Here's more from an Instagram post this morning:
It is a strange feeling getting rid of these things that gave more comfort to me the last 5 years than any bed or couch I lay down since I left my parents’ home.
Now I need to make some room for the oven as well as some cosmetic upgrades to the back room. So most of our furniture, and tableware are for sale now. Tables are $50 chairs are $30 each. Plates and bowls are $5. If you really need something like this but can’t afford it I will give you a pair for free.

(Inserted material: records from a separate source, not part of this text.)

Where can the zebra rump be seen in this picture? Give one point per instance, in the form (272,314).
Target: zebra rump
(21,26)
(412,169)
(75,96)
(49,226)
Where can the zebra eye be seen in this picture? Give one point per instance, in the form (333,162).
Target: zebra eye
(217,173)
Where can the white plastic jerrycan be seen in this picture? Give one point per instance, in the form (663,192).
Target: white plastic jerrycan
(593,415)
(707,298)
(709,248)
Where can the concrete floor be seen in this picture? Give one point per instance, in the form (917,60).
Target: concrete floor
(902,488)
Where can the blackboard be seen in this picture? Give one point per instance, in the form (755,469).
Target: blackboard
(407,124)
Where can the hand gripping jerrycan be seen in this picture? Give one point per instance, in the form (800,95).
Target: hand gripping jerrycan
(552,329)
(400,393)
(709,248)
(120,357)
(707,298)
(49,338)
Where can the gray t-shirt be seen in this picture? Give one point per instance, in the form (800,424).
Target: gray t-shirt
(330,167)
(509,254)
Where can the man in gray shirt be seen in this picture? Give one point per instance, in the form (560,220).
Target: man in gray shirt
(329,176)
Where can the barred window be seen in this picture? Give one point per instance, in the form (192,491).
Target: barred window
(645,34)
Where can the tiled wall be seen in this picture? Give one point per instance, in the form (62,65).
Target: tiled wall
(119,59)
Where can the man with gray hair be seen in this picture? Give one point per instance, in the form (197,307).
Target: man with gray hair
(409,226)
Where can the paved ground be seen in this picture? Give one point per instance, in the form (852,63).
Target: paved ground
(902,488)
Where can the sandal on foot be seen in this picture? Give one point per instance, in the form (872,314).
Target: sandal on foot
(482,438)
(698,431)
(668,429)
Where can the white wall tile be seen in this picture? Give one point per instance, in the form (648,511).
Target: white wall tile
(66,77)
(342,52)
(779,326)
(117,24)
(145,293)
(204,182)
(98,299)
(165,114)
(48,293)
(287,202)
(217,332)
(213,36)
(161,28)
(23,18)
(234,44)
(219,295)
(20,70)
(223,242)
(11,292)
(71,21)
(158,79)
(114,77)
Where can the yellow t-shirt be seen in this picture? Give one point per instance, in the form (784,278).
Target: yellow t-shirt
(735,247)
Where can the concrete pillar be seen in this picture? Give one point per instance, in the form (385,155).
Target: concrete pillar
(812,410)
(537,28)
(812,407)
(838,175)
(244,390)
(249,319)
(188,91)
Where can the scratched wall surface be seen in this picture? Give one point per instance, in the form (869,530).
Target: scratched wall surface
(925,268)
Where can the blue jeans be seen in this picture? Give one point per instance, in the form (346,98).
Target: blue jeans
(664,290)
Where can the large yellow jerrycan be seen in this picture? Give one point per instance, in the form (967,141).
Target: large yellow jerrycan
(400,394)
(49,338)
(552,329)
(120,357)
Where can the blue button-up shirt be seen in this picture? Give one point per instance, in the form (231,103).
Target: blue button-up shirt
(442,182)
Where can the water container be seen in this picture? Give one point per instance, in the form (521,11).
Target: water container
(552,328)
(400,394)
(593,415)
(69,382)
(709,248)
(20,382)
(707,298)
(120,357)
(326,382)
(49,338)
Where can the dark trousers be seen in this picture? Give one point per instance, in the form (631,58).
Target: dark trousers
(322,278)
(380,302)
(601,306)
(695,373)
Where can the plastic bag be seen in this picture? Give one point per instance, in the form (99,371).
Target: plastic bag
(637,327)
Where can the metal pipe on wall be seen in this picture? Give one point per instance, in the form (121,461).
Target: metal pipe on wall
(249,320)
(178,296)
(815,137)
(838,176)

Sahin has been putting in 80-hour weeks — mostly by himself — to keep C&B afloat during this crisis. He continues to pay his staff, whom he didn't want to put in harm's way by coming to work. One C&B employee did volunteer to return to work. The other C&B staffers continue to get paid.
Meanwhile, Sahin's bank informed him this week that there weren't any funds left for his small business in the SBA's Paycheck Protection Program. Eater yesterday reported on some of the NYC "small" businesses who did receive the loans, including $10 million for Shake Shack and Potbelly. [UPDATED 4/20: Shake Shack is returning the $10 million.]
oh, just a $1.6 billion dollar burger chain getting $10 million in government-loans, and which smaller independent venues got shut out from b/c there isn't any more money left in the program.
— ryan sutton (@qualityrye) April 17, 2020
no big deal. https://t.co/sZMrv4Dz0c (by @TanayWarerkar)
C&B is open Saturday to Thursday from 9 a.m. to 2 p.m.